Analysis of the structural and
electrophysiological properties in the
epicardial border zone of experimental myocardial infarction indicated
that by 2 weeks, connective tissue had invaded the border zone, which
resulted in separation of the surviving muscle bundles.33
In accordance with this, surviving strands of muscle fibers were
interspersed among fibrotic scar tissue in the present study.

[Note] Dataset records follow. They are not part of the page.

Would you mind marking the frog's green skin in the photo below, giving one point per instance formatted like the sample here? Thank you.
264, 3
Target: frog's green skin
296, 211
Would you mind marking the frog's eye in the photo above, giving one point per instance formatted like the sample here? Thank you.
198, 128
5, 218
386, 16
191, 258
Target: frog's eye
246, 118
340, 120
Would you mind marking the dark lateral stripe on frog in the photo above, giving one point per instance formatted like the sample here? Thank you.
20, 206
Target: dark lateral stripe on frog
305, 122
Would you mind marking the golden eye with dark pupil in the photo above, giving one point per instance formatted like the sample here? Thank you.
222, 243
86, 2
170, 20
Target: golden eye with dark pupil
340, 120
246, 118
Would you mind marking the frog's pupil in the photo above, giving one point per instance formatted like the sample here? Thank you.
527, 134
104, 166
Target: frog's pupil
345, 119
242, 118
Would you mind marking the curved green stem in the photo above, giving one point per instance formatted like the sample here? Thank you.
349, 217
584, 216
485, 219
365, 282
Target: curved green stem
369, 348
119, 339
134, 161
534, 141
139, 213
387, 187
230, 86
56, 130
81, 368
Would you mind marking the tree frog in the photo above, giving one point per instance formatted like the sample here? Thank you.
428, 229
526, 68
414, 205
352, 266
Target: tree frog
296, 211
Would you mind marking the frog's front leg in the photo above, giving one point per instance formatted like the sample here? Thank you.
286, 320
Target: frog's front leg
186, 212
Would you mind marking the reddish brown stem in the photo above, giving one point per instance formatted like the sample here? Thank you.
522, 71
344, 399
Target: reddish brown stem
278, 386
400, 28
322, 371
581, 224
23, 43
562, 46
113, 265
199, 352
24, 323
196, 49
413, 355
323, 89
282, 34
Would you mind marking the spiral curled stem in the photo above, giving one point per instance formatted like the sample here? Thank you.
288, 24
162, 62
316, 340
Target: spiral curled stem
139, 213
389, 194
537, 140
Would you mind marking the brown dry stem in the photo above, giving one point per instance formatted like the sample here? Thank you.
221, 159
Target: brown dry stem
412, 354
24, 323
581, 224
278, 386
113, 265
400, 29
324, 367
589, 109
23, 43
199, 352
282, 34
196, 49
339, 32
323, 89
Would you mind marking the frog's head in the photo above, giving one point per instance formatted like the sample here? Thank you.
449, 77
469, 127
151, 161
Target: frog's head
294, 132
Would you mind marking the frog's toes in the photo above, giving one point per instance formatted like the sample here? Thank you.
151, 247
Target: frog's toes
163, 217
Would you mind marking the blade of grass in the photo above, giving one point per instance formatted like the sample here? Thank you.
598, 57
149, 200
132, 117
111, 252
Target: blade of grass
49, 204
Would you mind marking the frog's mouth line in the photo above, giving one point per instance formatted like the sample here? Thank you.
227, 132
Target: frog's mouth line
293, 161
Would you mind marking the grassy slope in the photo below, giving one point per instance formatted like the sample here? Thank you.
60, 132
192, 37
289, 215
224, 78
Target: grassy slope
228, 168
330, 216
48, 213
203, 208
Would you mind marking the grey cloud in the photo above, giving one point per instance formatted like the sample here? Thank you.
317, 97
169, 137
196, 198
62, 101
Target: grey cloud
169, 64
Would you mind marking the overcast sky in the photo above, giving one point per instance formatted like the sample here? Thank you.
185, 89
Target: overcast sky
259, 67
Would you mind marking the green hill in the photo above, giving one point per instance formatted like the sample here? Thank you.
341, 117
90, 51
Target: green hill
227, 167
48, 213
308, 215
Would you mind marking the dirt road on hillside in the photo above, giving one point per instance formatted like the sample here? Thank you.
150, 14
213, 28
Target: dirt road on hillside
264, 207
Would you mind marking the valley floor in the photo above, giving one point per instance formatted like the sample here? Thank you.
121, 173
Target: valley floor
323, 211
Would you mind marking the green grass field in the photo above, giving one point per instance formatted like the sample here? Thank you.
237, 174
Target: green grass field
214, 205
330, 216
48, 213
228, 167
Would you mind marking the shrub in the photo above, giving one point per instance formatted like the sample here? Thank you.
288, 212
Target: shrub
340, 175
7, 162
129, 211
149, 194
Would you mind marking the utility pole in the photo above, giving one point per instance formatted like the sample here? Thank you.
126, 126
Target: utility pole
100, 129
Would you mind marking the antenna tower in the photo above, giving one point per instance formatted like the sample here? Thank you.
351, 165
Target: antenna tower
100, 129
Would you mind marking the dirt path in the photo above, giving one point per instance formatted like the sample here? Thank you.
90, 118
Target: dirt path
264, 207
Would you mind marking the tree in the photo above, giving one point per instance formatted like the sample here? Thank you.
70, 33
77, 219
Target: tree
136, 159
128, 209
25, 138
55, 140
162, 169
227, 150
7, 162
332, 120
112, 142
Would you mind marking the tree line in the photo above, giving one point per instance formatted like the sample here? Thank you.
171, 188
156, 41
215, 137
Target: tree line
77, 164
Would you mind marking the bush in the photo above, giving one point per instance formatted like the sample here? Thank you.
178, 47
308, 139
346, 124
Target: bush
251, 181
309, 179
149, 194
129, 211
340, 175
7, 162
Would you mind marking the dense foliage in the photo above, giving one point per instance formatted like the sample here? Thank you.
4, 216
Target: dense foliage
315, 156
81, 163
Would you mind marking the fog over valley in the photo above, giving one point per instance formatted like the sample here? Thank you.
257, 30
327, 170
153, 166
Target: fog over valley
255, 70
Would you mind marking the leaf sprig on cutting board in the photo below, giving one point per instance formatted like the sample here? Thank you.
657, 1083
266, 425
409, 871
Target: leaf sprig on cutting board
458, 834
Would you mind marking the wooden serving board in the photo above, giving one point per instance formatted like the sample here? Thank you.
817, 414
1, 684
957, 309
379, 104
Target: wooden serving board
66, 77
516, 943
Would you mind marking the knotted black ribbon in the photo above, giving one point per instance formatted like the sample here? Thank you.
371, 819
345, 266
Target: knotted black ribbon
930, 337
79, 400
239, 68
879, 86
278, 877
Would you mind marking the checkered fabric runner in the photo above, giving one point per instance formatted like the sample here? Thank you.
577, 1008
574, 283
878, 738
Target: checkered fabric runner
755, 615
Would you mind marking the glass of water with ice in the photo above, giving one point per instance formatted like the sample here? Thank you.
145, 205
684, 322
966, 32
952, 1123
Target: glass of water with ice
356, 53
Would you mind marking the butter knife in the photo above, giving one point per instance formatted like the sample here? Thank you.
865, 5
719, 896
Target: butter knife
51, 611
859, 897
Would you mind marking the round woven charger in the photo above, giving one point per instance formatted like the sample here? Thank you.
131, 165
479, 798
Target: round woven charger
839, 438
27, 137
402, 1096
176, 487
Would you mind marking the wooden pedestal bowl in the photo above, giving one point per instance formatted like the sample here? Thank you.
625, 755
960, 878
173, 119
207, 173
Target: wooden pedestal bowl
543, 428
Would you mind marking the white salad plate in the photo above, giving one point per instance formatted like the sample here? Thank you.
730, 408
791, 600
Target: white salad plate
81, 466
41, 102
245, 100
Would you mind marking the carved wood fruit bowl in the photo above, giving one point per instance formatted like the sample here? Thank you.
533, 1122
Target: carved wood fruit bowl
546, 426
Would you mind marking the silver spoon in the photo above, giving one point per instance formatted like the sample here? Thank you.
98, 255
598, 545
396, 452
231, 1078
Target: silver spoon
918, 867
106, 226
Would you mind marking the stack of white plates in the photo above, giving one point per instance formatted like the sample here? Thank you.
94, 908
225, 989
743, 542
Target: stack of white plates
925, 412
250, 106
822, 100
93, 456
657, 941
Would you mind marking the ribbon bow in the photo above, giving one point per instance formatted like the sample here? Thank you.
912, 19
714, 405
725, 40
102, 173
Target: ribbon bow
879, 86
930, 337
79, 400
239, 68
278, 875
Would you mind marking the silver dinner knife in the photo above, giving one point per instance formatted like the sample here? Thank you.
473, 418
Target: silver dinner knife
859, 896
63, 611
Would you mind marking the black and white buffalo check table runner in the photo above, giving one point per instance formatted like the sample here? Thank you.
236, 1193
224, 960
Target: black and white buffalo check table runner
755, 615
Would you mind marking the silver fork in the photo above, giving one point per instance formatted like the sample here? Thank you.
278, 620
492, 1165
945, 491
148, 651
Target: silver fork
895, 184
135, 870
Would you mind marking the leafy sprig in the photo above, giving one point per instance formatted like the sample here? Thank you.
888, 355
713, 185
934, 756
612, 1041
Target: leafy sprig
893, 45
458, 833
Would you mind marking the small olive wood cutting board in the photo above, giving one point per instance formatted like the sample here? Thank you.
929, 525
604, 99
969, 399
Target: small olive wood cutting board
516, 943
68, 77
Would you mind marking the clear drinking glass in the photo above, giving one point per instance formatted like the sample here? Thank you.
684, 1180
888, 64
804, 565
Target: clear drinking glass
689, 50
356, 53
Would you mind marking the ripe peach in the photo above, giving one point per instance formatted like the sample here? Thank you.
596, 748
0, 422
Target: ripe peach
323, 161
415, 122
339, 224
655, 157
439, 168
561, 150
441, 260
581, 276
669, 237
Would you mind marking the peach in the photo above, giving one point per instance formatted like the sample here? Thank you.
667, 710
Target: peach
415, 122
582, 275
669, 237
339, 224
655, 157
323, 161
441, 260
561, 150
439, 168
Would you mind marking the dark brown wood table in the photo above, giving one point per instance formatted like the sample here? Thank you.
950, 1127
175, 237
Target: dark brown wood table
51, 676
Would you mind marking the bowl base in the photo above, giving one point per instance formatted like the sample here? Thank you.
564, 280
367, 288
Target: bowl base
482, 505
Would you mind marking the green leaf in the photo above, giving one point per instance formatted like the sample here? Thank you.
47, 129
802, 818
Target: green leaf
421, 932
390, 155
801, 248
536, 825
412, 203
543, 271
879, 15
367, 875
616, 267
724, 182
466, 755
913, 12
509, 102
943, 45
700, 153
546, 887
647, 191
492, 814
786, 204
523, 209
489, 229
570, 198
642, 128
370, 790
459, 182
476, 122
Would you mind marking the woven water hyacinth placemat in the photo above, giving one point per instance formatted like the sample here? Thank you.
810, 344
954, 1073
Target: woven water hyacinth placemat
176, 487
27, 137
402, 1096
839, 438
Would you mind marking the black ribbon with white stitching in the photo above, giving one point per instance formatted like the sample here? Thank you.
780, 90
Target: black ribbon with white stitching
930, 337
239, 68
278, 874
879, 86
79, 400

Clinical mapping studies revealed that reentrant pathways of VTs may
circulate through subepicardial, intramural, and subendocardial
pathways.13 14 34 In addition, strands of surviving fibers
have been identified subendocardially, intramurally, and
subepicardially in Langendorff-perfused human hearts of patients who
had undergone cardiac transplantation and seem to play a major role in
the arrhythmogenesis in the setting of chronic myocardial
infarction.35 36 Fenoglio et al37
investigated the structure of subendocardial regions in which VTs
originated in patients who had undergone antitachycardia
surgery and found that bundles of apparently viable myocardial fibers
were embedded in fibrous tissue throughout the subendocardial
resections.37
Catheter Tip Temperatures and Intramural Temperatures
In an in vitro study, Blouin et al38 compared the
catheter tip temperature measured within the distal ablation electrode
and the temperature at the electrode-tissue interface. Although the
temperatures within the ablation electrode were consistently
lower than the electrode-tissue interface temperatures, there was a
linear relation between the two temperatures at multiple power
levels.38 In a canine in vivo model,21
catheter tip temperature was found to be a better predictor of lesion
size than power output because catheter tip temperature is a better
indicator of the catheter tiptissue contact. However, although
catheter tip temperature is a very useful indicator for the catheter
tiptissue contact quality, it does not directly reflect myocardial
temperature. At the interface between the electrode and the
endocardium, resistive heating occurs only within a small margin of
tissue, whereas the heat is transferred to deeper myocardial tissue by
convection.22 23 39 Therefore, the relatively steep
temperature rise recorded at the catheter tip electrode does not
reflect the temperature rise within the myocardium, because
current density decreases approximately with the square of the distance
from the catheter tip electrode.39 40 Haines and
Watson22 analyzed the myocardial temperature
response during RF energy application in an in vitro model of isolated
perfused and superfused canine right ventricular free wall.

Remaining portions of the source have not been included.